Lower faculties are vegetal – such as respiration, metabolism, growth, and generation – and sentient – related to feelings of sensations. In contrast to the lower facilities, humans' higher faculties are nurtured by their unquenchable free will. This drive allows them to understand meanings and to apply those meanings to their lives. Consistently attaining and possessing greater knowledge builds intelligence and wisdom. These are the noble goals of living.

In all its services, the intellect is a faculty or power for essential knowing. It seeks truth as the eye seeks light. Self-evident truths may be acquired through intelligence while truths that are not easily self-evident must be gained through reasoning. Inasmuch as the intellect (or more precisely the intellect as reason thinks-out the moral implications of a situation and judges on a point-of-duty, it is called conscience. Therefore, conscience is a practical judgment of the intellect and does not stem from feelings or emotions. Inasmuch as the intellect retains its knowledge, it is called intellectual memory.

(“Intellect and Will - Man's Higher Faculties.” copiosa.org.)

Why make all of these distinctions between higher and lower faculties? It is my contention that we must rise above being organisms content with possessing lower faculties and base, competent intelligence. With free will and an eye toward the truth, we must dedicate ourselves to improving our reasoning powers and building superior intellectual memories. Too many today are content with basic knowledge which equates to basic understandings.

I am not speaking about setting unrealistic goals of reaching genius levels of comprehension. Instead, I am saying intelligence guided by feelings and emotions is insufficient. People who turn to their emotions are using mostly lower faculties to attempt to reason, and the results are disastrous. In their laziness and unwillingness to build reason, they detract from society. Reasoning is difficult, time-consuming, and yet so, so rewarding. Learning to reason is a duty of every good citizen.

One does not have to be a genius to build intellectual memory. All a person needs is the will to learn, an open mind, and the desire to better his or her life through academic pursuits. Understanding that intelligence is the greatest resource and that an investment of time and effort in attaining it is the most valuable use of the faculties is imperative. And, the beautiful thing is that unlimited resources are available for attaining knowledge, the greatest personal asset.

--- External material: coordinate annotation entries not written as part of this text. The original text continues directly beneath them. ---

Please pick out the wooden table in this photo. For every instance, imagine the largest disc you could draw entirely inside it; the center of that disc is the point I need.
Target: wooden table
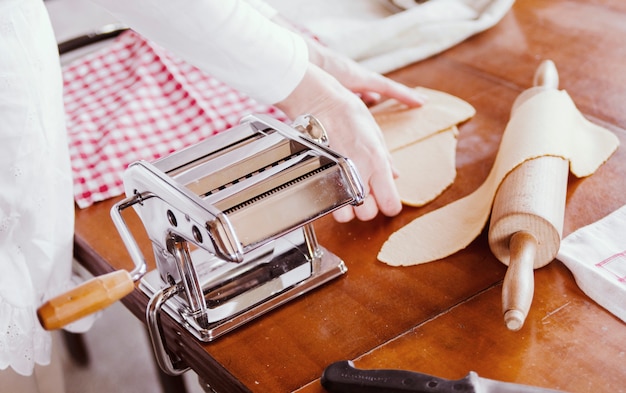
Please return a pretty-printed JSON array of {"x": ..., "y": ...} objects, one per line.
[{"x": 443, "y": 318}]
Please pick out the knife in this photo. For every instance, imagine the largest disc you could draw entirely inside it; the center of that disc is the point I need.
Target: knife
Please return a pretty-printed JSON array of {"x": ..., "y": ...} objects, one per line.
[{"x": 341, "y": 377}]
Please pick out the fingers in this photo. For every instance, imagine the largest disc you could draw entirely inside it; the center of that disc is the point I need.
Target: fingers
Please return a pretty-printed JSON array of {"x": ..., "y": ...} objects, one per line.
[{"x": 392, "y": 89}]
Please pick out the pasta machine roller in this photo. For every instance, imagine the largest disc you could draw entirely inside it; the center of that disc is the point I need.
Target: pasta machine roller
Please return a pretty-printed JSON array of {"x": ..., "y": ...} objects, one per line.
[{"x": 230, "y": 220}]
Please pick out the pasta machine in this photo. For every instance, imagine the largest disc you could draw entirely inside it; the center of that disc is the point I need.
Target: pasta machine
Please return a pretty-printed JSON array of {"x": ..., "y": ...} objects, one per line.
[{"x": 230, "y": 220}]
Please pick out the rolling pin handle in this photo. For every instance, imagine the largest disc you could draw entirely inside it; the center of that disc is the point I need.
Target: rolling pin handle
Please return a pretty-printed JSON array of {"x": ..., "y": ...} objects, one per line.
[
  {"x": 87, "y": 298},
  {"x": 518, "y": 285}
]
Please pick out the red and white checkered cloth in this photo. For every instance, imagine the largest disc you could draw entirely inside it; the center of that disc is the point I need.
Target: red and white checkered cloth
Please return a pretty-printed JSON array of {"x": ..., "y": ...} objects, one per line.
[{"x": 135, "y": 101}]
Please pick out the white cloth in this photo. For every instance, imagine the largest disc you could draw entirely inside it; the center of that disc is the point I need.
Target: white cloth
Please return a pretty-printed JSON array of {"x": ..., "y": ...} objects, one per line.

“From the smallest necessity to the highest religious abstraction, from the wheel to the skyscraper, everything we are and everything we have comes from one attribute of man - the function of his reasoning mind.”
--Ayn Rand


Building the ability to reason prevents preconceived opinions from becoming unwarranted prejudices. It also constructs brave minds that thirst for knowledge, knowledge that breaks the chains of limitations that incapacitate those who refuse to learn. The truth provided by reasoning is far superior to the truth provided by stark facts because, in reality, most important judgments require intellect and knowledge to reach sound, viable conclusions.

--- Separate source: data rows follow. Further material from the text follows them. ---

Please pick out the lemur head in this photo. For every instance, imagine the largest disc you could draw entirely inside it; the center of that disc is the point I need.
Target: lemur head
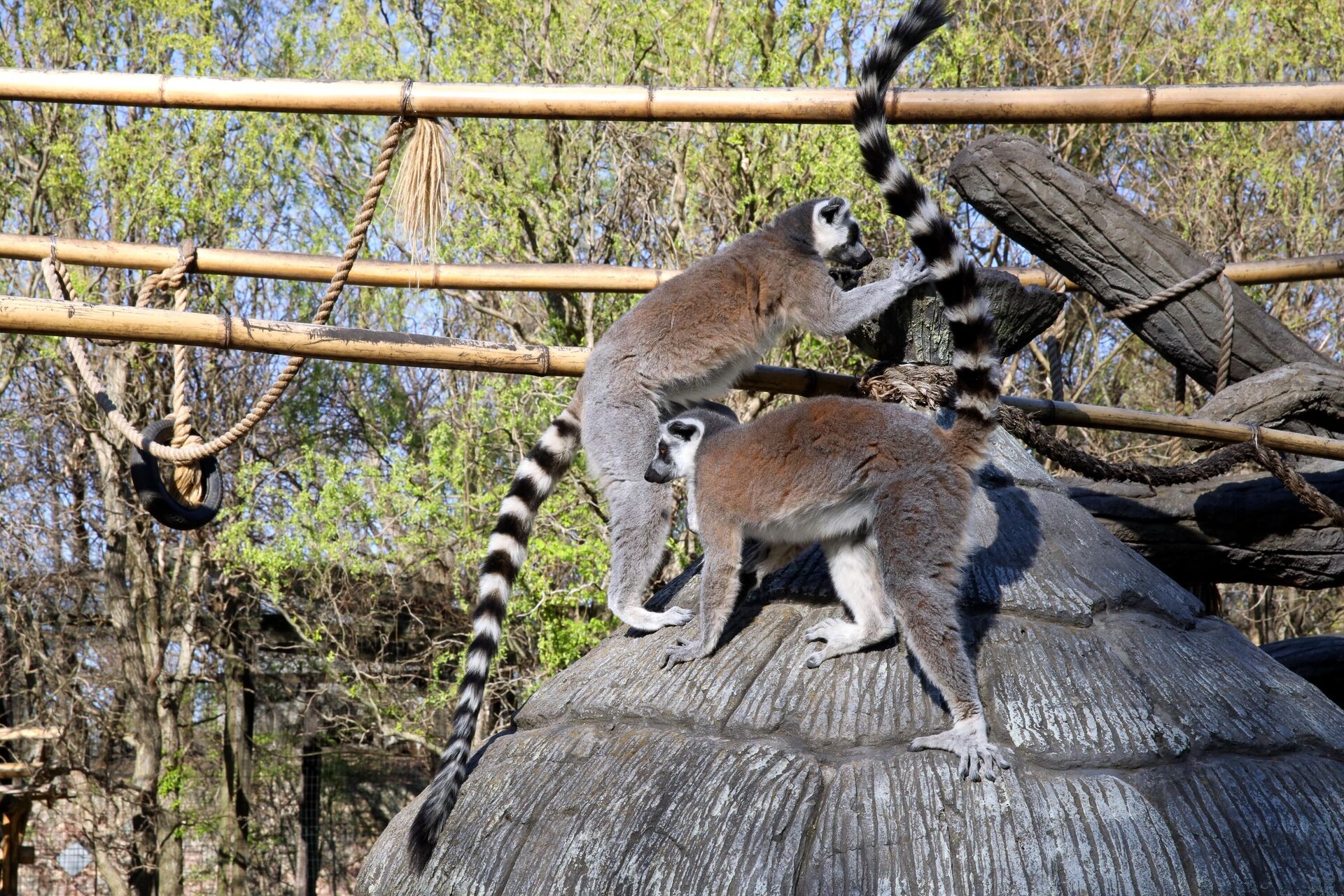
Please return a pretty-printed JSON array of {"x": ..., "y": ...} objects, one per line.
[
  {"x": 827, "y": 227},
  {"x": 835, "y": 234},
  {"x": 680, "y": 438}
]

“Children must be taught how to think, not what to think.”
 --Margaret Mead


Above all, improved higher faculties guarantee humans' freedom from those who seek to control their lives – freedom from those who would restrict the books we read, take the liberties we love, and make us automatons by force-feeding us propaganda and making us unthinking subjects.

Intelligent Americans should always strive to feed their “intellect as reason” in order to be able to question the world as it is and to seek new solutions. Anyone who would attempt to use emotion to stir our powers of reasoning is attempting to short-circuit our higher faculties. The way to stop this deception and control is to learn, learn, learn without ever accepting bounds of “knowing all that you need to know.”

“Here is a truth that most teachers will not tell you, even if they know it: Good training is a continual friend and a solace; it helps you now, and assures you of help in the future. 
Good education is a continual pain in the neck, and assures you always of more 
of the same.” 
 --Richard Mitchell, The Gift of Fire


Accept the pain of lifelong education. It is, indeed, a gift of “fire” that ignites the brain, the heart, and the soul. With it, your passion is unquenchable. Without it, you are merely treading water.